Excessive injection pressure could mean the needle is within the substance of the nerve and intraneural injection must be avoided. The right amount of pressure necessary to inject the local is difficult to describe, the feeling becomes second nature after a couple blocks. Until then think of the right amount of force as being like that necessary to perform a slow intramuscular injection. If excessive pressure needed to start an injection, the needle should repositioned and the aspiration/injection sequence should begin again. Once the injection has begun it should continue slowly, about 1 ml every 2-3 seconds, this will provide the best spread of the solution. Pause, periodically and aspirate to assure no vessels are receiving the drug. Keep in touch with the patient, ask them if they are feeling anything unpleasant, complaints of pressure at the injection site are common.. Stop and re-evaluate things if there is any complaint burning pain extended from the site. see Modes or Failure for tips about injecting around nerves
So anyway 10 mls of the local are injecte slowly along the anterior side of the bundle. (see the image below, move mouse cursor over the image to see labels)

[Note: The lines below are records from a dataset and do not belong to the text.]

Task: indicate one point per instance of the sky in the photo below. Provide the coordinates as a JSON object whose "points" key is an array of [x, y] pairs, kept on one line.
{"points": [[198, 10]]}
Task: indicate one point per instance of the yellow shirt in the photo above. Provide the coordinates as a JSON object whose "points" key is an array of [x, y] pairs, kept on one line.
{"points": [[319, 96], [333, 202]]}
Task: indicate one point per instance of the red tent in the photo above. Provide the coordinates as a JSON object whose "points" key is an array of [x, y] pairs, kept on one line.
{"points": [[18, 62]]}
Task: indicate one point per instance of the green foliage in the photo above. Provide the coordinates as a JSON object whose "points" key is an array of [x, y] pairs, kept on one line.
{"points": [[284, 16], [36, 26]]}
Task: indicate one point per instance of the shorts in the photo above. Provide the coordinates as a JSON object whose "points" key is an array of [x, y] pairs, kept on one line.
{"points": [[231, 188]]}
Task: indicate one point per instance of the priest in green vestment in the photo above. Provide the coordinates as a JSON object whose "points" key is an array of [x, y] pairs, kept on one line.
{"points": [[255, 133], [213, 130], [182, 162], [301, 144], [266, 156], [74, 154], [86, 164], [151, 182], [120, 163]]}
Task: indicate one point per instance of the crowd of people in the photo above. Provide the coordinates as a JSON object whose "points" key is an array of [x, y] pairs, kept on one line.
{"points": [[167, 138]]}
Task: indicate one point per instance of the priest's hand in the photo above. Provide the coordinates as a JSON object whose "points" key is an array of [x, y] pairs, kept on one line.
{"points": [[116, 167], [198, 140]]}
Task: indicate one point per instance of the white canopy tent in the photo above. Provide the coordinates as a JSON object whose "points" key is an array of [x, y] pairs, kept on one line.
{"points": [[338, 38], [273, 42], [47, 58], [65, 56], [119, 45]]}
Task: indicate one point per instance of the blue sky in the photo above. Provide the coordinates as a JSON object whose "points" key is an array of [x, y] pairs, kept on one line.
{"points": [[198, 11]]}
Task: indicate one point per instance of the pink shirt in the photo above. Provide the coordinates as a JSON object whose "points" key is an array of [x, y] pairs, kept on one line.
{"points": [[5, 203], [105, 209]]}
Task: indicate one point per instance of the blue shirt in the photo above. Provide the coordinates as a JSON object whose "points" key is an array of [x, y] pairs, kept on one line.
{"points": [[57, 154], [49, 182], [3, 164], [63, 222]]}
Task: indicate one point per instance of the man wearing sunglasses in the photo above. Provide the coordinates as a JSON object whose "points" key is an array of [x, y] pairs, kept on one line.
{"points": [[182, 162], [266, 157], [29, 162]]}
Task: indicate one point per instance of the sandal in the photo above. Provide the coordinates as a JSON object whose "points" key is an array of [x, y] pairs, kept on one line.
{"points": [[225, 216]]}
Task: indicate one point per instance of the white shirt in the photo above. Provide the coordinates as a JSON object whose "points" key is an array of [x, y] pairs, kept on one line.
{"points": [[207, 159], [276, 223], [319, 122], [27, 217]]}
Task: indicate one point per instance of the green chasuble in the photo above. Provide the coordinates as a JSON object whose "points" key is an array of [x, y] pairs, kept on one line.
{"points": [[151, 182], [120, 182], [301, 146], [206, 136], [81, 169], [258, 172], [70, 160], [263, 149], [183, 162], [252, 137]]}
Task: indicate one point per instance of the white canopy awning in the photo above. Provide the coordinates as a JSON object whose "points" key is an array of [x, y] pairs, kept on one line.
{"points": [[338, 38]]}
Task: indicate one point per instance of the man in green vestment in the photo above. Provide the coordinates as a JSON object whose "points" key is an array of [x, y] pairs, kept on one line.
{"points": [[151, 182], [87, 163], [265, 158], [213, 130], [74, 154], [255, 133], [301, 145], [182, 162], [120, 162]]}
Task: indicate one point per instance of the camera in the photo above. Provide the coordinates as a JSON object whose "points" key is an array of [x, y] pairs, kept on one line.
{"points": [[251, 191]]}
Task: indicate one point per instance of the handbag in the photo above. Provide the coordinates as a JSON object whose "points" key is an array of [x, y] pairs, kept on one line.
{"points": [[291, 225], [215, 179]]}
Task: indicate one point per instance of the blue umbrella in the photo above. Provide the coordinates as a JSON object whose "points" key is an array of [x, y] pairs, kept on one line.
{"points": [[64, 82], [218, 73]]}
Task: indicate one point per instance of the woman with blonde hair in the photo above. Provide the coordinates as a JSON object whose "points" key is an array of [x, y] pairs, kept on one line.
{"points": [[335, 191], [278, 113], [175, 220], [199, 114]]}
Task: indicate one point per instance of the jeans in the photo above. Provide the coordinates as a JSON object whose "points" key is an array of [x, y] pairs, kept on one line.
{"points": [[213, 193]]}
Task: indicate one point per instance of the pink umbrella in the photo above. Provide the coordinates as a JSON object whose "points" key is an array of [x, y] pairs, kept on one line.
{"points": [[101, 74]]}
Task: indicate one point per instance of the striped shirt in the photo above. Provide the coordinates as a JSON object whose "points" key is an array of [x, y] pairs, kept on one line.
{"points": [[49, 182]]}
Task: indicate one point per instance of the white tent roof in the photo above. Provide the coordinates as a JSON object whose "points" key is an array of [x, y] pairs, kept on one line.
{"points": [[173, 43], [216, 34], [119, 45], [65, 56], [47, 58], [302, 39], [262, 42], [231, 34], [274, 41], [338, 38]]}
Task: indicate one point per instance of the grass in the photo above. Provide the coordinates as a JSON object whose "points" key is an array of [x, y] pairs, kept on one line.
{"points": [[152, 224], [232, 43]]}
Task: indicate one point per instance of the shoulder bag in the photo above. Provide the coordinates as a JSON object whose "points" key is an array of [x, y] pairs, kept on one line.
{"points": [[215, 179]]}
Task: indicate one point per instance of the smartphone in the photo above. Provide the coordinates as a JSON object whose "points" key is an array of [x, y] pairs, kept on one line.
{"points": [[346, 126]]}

Second Placement of the Needle
The needle is withdrawn to a point just below the outer fascial layer overlying the interscalene space and then it's re-directed slightly posteriorly and advanced downward along the posterior side of the brachial plexus nerve bundle past the level of the outermost visible nerve trunk until the needle tip is about even with the second nerve trunk. Again, the needle is aspirated and 10 mls of the local solution is slowly injected as described above for the front side. (see the image below, move mouse cursor over the image to see labels)
Stand Back and Admire the Handiwork
Notice on the image showing the block in place, that the solution is sequestered along both sides (anterior and posterior) of the nerve bundle. The nerve bundle itself has not been entered by the needle (you could and you might get a parasthesia and patient report of immediately feeling the effects of the block). The local forms a “sandwich” in which the meat is the nerve bundle. The scalene borders are both pushed back from the nerve bundle reassuring us that none of the local was inadvertently injected into the muscle bellies and thus wasted (in terms of the block). The nerve group floats alone in the center of the picture. Obviously the image shows a “slice” of a 3-dimensional arrangement here, you cannot see where the local is spreading to above and below the image slice but chances are fair that no other tissue planes will be crossed to the extent of the volumes injected here.
The block became effective slowly, over about 10 minutes. The patient awakened pain-free in the recovery room. An M-Mode ultrasound scan with a 2-4 mHz curved array before and after surgery showed no inadvertent phrenic nerve block as evidenced by good diaphragmatic movement on deep breaths and forceful sniffing. In addition, there were no signs of Horner’s Syndrome.
M-Mode Before the block:
M-Mode After the Case in Recovery Room
The Rear View Mirror
It should be noted that this particular block technique, while it looks very hopeful for the ideal combination of volume, needle placement, and speed of injection for avoiding side effects, an almost identical block performed a couple days later, while it was equally effective and had no Horner’s sign, produced an ipsilateral hemidiaphragm paralysis. Anatomical variations such as the moving target of the path of the phrenic may keep any technique from being 100% successful in avoiding side effects but further refinements will undoubtedly improve the odds.